Stack-allocated objects vs. GC

From: Lawrence G. Mayka
Subject: Stack-allocated objects vs. GC
Date: Tue, 02 Aug 1994 16:39:22 +0000
Message-ID: <LGM.94Aug2113922@polaris.ih.att.com>

The DYNAMIC-EXTENT declaration in ANSI Common Lisp is basically a
promise from the programmer that any object(s) bound to the declared
variable or function name will not be accessible (i.e., they will be
"thrown away" rather than saved anywhere, and are hence safely
reclaimable) outside the declaration's dynamic scope.

But now let's say that I have written a DYNAMIC-EXTENT declaration of
FOO.  Within the dynamic scope of that declaration I store the value
of FOO into a cons cell (or other heap-allocated object).  I remain
within this dynamic scope so long that the cons cell gets promoted to
an older generation.  (Assume a generational garbage collector.)
Still within this dynamic scope, I discard the cons cell (but without
nulling out its reference to FOO's object).  I now leave the
DYNAMIC-EXTENT's dynamic scope.  At a later time, the generational
garbage collector, while collecting a young generation and therefore
examining older generations for old-to-new references, encounters the
cons cell I discarded earlier, and examines the cell's reference to
the location that earlier held FOO's object.

If FOO's object was on the stack, that location could now contain
arbitrary gibberish.  If stacks happen to be arbitrarily relocatable
in this particular implementation, that location could now be the
address of the beginning or middle of a heap-allocated object.  The
garbage collector could theoretically check all such references to
ensure that they don't point into a region of memory that could ever
have housed a process's stack, but is it required to make this
(perhaps expensive) check?  And couldn't that loophole potentially
leave around a lot of garbage objects, simply because those objects
refer to locations that at some earlier time were on a stack?  If so,
DYNAMIC-EXTENT may often--depending on the GC implementation--be more
expensive than it's worth.  On the other hand, if the garbage
collector can assume that the programmer will never ever store a
reference to a DYNAMIC-EXTENT object into a heap-allocated object,
then DYNAMIC-EXTENT is far more dangerous, and consequently less
generally useful, than some of us have previously thought.

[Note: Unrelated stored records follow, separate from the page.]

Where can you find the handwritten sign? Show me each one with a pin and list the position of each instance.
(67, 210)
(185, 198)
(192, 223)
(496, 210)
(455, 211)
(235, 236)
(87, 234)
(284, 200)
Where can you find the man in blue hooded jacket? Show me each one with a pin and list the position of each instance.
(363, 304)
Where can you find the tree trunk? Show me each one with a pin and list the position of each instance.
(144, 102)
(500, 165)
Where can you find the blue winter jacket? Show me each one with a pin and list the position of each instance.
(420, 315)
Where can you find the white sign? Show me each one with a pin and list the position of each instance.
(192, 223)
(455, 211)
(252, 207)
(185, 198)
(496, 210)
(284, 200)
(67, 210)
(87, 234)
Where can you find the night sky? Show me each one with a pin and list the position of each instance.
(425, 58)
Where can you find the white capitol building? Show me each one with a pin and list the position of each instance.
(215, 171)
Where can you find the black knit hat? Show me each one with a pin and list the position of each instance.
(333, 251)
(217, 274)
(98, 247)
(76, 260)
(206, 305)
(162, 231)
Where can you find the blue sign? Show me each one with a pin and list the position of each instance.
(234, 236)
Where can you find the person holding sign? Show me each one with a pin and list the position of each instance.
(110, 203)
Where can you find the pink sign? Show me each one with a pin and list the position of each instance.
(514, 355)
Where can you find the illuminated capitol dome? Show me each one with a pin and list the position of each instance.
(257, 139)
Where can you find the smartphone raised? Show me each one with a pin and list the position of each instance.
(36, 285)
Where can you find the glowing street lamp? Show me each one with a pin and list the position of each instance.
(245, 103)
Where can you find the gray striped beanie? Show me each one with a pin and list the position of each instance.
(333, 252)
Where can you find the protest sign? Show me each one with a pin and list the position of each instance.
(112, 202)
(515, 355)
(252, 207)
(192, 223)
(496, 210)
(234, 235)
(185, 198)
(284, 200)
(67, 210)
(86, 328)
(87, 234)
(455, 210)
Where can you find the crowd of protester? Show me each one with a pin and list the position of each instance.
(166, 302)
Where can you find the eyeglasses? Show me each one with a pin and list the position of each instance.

Any comments from implementors or other experts?  I remember that
Symbolics Genera makes significant use of stack-allocated objects.
Does it safely handle this situation, and if so, how?
--
        Lawrence G. Mayka
        AT&T Bell Laboratories
        ···@ieain.att.com

Standard disclaimer.

Re: Stack-allocated objects vs. GC Sean Foderaro
Re: Stack-allocated objects vs. GC Wade Hennessey
Re: Stack-allocated objects vs. GC Kris Karas
- Re: Stack-allocated objects vs. GC Martin Rodgers
Re: Stack-allocated objects vs. GC Henry G. Baker
Re: Stack-allocated objects vs. GC Paul Fuqua

From: Sean Foderaro
Subject: Re: Stack-allocated objects vs. GC
Date: Tue, 02 Aug 1994 23:51:25 +0000
Message-ID: <JKF.94Aug2155125@frisky.Franz.com>

  
  A generational garbage collector works under the assumption that 
if it is collecting generation N and newer, then all objects in 
generations older than N are still alive.  This assumption is wrong most 
of the time and the garbage collector must be careful not to let this get it 
into trouble.   In the example you gave, the garbage collector believes that a 
tenured cons is alive and thus what it points to must be alive. This is 
the crux of the problem.  Most objects are alive as long as something
(such as the tentured cons) points to them, but for stack consed 
objects this is not the case.  Thus if you are going to allocate 
stack consed objects you must allocate them in a region of memory 
that is easy for the garbage collector to identify.
  In the Allegro CL garbage collector it only takes two compare instructions
for the garbage collector to identify a pointer to a possibly stack consed 
object (and since it makes this check it doesn't have the bug you've
described).
  so... I don't think that there is a problem with the 
dynamic-extent declaration nor should there be restrictions on storing 
a dynamic-extent object in a heap object.  Generational gc's achieve 
their good performance by making invalid assumptions but being careful to 
not cause any damage when those assumptions are wrong.  In the system you 
describe there is a potential for damage when the
"all tenured objects are alive" assumption is wrong.


-john (sean) foderaro
 franz inc.

From: Wade Hennessey
Subject: Re: Stack-allocated objects vs. GC
Date: Tue, 02 Aug 1994 23:53:40 +0000
Message-ID: <WADE.94Aug2165340@galatea.kaleida>

In article <················@polaris.ih.att.com> ···@polaris.ih.att.com (Lawrence G. Mayka) writes:

Newsgroups: comp.lang.lisp
From: ···@polaris.ih.att.com (Lawrence G. Mayka)
Organization: AT&T Bell Laboratories, Naperville, Illinois, USA
Date: Tue, 2 Aug 1994 16:39:22 GMT

[lots of stuff about DYANMIC-EXTENT and GC...]
refer to locations that at some earlier time were on a stack? If so,
DYNAMIC-EXTENT may often--depending on the GC implementation--be more
expensive than it's worth. On the other hand, if the garbage
collector can assume that the programmer will never ever store a
reference to a DYNAMIC-EXTENT object into a heap-allocated object,
then DYNAMIC-EXTENT is far more dangerous, and consequently less
generally useful, than some of us have previously thought.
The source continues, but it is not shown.